However when trying cc it left me vey disappointed. For context I’m working on a relatively greenfield rust project and gave it tasks that I would consider appropriate for a junior level colleague like:
- change the return type of a trait and all it’s impls
- refactor duplicate code into a helper function
- replace some of our code with an external crate
it didn’t get any of them correct and took a very long time. Am I using the tool wrong?
How are you using cc or other agentic tools?
I've been having fun with Claude Code and VSCode's agent. Any reasonably experienced engineer should be able to use it for a subset of languages without too many issues, but they definitely need to hydrate the context (eg. using Claude.md) and have a sensible set of system prompts set up. Good, well-written and broken-down-into-steps user prompts are non-negotiable.
I think you are using the wrong language to be honest. LLMs are best at languages like Python, Javascript and Go. Relatively simple structures and huge amounts of reference code. Rust is a less common language which is much harder to write.
Did you give claude code tests and the ability to compile in a loop? It's pretty good in go at least at debugging and fixing issues when allowed to loop.
Current LLM's at least a reasonable percentage of the time still get stuck on race conditions and bugs not obvious via static analysis. If you can explain the exact source of a bug to an LLM they can get it, but if there's a seemingly obvious solution that isn't the correct one, they will try to fix things the wrong way.
It's best to use AI in areas where a lack of specificity or precision isn't a major hinderance, and all abstraction is a closed loop that won't hurt you in the future due to not knowing how it works.
What helped me was shifting how I use it. I don’t treat it like a junior dev anymore, I treat it more like a second brain. For example:
I use Claude Code to explore options before I commit to a design. I’ll ask it “what are 3 ways to abstract this logic?” and sometimes that alone gives me a better direction.
It’s pretty good at turning rough notes or comments into starter code or test cases. That saves time on boilerplate.
If I feed it a clean, self-contained chunk of code and ask for a targeted change (e.g., “convert this to async”), it often nails it. But yeah, across a codebase, not so much.
Had less luck on generating new features. It's great for prototyping UI but I routinely end up writing it myself.
It's also quick to forget how I like to do things or what libraries and packages it should use.
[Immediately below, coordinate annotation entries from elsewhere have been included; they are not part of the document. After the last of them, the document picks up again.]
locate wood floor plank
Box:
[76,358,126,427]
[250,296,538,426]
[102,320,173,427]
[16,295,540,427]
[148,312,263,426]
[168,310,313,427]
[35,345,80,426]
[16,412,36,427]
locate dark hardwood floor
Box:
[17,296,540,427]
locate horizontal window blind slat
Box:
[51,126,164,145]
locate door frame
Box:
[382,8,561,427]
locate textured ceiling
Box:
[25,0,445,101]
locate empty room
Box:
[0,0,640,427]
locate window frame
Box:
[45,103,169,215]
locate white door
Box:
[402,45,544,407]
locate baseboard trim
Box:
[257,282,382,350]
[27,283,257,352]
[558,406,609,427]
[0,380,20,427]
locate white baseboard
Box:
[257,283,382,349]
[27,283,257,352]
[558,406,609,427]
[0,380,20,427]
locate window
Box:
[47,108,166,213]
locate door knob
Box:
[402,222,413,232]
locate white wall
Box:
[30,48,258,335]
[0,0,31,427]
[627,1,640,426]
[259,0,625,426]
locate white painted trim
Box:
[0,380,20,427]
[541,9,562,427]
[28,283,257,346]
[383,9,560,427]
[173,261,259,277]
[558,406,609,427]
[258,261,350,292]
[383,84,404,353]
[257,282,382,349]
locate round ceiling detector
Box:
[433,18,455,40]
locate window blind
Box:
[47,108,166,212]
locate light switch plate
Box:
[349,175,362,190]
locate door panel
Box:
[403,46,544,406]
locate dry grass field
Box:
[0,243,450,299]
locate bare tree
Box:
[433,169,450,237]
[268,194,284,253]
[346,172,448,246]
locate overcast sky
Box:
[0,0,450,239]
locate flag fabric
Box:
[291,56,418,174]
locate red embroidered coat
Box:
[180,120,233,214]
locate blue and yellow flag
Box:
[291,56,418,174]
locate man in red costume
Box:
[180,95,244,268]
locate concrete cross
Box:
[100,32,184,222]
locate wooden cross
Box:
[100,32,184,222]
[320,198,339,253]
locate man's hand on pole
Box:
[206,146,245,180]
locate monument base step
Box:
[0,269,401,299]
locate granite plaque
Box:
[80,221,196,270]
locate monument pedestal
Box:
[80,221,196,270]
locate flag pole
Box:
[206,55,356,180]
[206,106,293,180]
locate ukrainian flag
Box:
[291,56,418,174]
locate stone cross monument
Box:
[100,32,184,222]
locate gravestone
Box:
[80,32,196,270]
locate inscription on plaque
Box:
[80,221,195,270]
So I either have to keep reminding it or fix up the work myself. While I'm unsure whether it still ends up being quicker, that's really immaterial for me because it absolutely kills the enjoyment of the work.
I now have 5-10 small services running, whatever "thing" I think I need I create it and self host it.
It's such a revolution.
Have been using it to build a DSL in JS. Greenfield. I’ve followed the commonly touted “plan, act, evaluate” approach; I’ve got it to generate a clear project vision, scope, and feature checklist. Then told it to refer to that for context. I’ve been descriptive and explicit in my prompting, way more so than previously.
It has gotten the broad strokes right, I’ve got an exceptionally barebones DSL, made up of 5 entities, working…just.
It has now started to spin its wheels on small issues and can’t fix them without breaking something else. The codebase isn’t even big (~8 main functions across a few files). Troubleshooting the code is difficult because it’s convoluted and I lack the same intuition for it I would have had I written it myself. I’ve decided to rewrite everything with less control ceded to the LLM.
When it works, it feels great. When it doesn’t, which is often, the spell is broken and I feel I’ve wasted a bunch of time and have not much to show for it.
I think we have to build up enough code for it to start appearing like brownfield, before Claude knows how to engineer correctly. Which kind of makes sense if we view Claude Code as a junior engineer with infinite stamina.
I also actually like to spin up Claude Code and Gemini in parallel to see what each one comes up with. Gemini will often do the simpler approach, but not often fully featured, and my solution often ends up taking the 2 solutions and refining in Cursor to come up with the final solution.
It’s useful as an built-in quick docs / search that can spit out small code fragments.
Every time I gave it more space results were disappointing.
What language are you using?
> I’m working on a relatively greenfield rust project
I haven't had good luck using LLMs with Rust, but it may just be me.